Enterprise software sales are always a difficult task for a startup and something that is fundamentally different from the consumer market. Traditionally, enterprise software sales developed a reputation for being a long and bureaucratic process. However, recent technology movements such as the consumerization of IT, the popularity of open source technologies or the emergence of mobile devices have opened new avenues for products to get into the enterprise.
When thinking about selling to enterprises, there are two main models that will dictate the core of your strategy.
- Top-Down Sales: Some products get sold directly to a decision maker like a Chief Information Officer(CIO) or Chief Marketing Officer(CMO).
- Bottom-Up Sales: As an alternative to the top-down sales model, some technologies have the capability of getting adopted within enterprises by non-decision-makers such as developers or information workers before they make all the way to a decision maker.
While the top-down approach have been the cornerstone of enterprise software sales for decades, bottom-up models are a result of the new movements such as the consumerizaiton or IT or the democratization of software. As any new and evolutionary model, it’s very tempting for startups to try to embrace a bottom-up sales model. However, it’s important to realize that both models have very well defined strengths and weaknesses and, more importantly, they have a profound impact in the structure of your sales organization.
This model is great for generating revenue from every single customer. Additionally, a top-down sales model is essential to land large deals that need that become strategic to your customer.
The top-down sales approach typically comes at the cost of longer sales cycles that require a well-established sales force. Additionally, achieving relevant market share with this model is extremely resource intensive as your sales force needs to be involved in every deal.
The bottom-up model is great for achieving volume and spread your footprint within a wide customer base. This model does not typically require a large sales force and guarantees that your sales executives only get involved with a prospect after they have evaluated the product and are truly interested.
While achieving customer volume is great, the bottom-up sales model does not necessary conduct to revenue and might put you in a situation of supporting thousands of non-paying customers. The tech startup scene is full with stories of companies that were able to attract a massive number of non-paying customers before going out of business. More importantly, embracing a bottom-up approach requires a level of scalability that can become resource intensive for any startup.

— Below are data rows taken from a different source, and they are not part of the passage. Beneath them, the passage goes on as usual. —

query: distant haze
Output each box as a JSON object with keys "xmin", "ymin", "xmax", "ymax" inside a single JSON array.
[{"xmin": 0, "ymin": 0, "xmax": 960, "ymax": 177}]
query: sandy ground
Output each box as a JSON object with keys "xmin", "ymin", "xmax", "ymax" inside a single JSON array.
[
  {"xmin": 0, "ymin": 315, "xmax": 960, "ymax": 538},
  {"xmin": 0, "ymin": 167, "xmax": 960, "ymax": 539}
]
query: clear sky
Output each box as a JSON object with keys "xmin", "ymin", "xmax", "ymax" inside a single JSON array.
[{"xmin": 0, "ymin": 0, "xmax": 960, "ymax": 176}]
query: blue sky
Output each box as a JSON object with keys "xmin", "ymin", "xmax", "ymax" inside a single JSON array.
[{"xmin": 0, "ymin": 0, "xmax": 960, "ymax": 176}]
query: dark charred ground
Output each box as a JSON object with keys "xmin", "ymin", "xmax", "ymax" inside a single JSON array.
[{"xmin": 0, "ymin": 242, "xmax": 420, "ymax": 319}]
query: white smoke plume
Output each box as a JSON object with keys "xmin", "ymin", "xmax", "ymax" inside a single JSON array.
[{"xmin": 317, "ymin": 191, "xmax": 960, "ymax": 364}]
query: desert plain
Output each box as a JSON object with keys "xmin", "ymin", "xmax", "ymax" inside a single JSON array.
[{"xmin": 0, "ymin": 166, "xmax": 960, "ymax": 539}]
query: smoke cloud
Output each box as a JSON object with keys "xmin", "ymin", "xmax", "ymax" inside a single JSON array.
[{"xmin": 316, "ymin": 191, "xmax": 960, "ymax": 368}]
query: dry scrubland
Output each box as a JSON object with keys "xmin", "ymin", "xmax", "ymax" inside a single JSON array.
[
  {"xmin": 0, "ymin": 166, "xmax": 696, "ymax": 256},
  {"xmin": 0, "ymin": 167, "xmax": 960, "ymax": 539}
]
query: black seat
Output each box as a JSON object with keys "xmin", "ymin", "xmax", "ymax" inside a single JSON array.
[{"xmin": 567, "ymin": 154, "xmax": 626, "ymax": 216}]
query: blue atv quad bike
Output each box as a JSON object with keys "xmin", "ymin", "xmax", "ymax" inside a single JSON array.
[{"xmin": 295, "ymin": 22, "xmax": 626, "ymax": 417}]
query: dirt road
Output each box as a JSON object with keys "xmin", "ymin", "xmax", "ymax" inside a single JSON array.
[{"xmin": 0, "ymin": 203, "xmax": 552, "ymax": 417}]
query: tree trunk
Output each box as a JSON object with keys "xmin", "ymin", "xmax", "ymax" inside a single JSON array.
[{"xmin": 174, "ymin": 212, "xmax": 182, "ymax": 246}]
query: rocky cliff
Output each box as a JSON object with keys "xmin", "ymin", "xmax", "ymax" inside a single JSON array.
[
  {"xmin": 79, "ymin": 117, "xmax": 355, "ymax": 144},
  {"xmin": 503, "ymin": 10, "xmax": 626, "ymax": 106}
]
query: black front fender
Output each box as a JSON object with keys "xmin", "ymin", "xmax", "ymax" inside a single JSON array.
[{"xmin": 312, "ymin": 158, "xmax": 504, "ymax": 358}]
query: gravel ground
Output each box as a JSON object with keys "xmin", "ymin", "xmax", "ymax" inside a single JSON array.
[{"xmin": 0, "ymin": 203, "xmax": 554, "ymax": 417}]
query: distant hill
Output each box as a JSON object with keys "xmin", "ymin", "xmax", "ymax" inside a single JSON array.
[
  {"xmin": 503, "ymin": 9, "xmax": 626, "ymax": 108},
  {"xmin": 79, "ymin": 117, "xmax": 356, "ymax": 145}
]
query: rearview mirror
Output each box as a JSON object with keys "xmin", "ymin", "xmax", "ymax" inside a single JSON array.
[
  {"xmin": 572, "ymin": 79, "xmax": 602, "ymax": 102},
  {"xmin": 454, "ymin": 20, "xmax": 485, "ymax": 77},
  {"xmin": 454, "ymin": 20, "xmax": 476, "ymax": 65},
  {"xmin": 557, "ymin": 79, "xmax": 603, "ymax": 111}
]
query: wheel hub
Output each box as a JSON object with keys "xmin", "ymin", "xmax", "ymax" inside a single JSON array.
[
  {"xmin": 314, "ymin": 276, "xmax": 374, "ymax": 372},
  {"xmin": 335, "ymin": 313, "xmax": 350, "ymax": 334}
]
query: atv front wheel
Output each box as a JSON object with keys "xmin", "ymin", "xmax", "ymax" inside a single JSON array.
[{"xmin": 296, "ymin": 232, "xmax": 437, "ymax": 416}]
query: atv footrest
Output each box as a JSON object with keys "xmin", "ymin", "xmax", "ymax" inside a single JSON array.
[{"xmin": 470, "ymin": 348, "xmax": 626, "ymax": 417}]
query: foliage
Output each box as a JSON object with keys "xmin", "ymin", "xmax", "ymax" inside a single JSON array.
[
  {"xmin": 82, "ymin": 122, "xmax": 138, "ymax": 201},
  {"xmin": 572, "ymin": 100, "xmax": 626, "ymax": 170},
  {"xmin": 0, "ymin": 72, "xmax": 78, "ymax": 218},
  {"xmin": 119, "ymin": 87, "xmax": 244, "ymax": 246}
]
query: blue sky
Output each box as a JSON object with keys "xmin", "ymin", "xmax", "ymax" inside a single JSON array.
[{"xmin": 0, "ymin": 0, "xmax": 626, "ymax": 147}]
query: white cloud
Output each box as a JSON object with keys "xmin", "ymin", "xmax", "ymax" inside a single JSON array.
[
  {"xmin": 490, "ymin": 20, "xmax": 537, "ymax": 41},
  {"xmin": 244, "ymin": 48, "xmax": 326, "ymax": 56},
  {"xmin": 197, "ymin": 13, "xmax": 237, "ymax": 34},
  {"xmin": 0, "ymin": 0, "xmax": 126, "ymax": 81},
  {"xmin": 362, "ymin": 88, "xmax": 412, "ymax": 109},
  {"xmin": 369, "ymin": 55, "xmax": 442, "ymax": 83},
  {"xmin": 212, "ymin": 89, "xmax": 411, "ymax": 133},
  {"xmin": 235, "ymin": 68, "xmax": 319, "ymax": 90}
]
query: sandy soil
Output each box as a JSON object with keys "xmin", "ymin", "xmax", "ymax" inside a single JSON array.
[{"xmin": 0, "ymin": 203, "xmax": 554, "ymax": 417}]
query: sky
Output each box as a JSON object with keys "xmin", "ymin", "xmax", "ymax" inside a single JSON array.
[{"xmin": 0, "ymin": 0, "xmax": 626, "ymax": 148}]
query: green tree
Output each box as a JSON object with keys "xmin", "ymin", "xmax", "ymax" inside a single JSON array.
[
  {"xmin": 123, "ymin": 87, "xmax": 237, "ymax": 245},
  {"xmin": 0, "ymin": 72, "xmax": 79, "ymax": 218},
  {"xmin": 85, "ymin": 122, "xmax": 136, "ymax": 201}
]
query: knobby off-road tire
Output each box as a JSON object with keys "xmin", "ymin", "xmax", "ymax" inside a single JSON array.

Top-Down Does Not Mean Free
When embracing a bottom-up sales model, it’s important to realize that the model doesn’t necessarily require to offer a free entry point to the product (fermium). While fermium models makes a lot of sense as a top-down approach, there are plenty of scenarios on which enterprise software startups can charge a small nominal fee as a starting point.
Deciding whether to adopt a top-down or bottom-up sales model is essential to structure your sales organizations and customer acquisition processes. For some products, top-down and bottom-up approaches are mutually exclusive. However, technologies like Box, AWS, MongoDB have proven that you can effectively developed both sales models achieving large market share while also acquitting paying customers.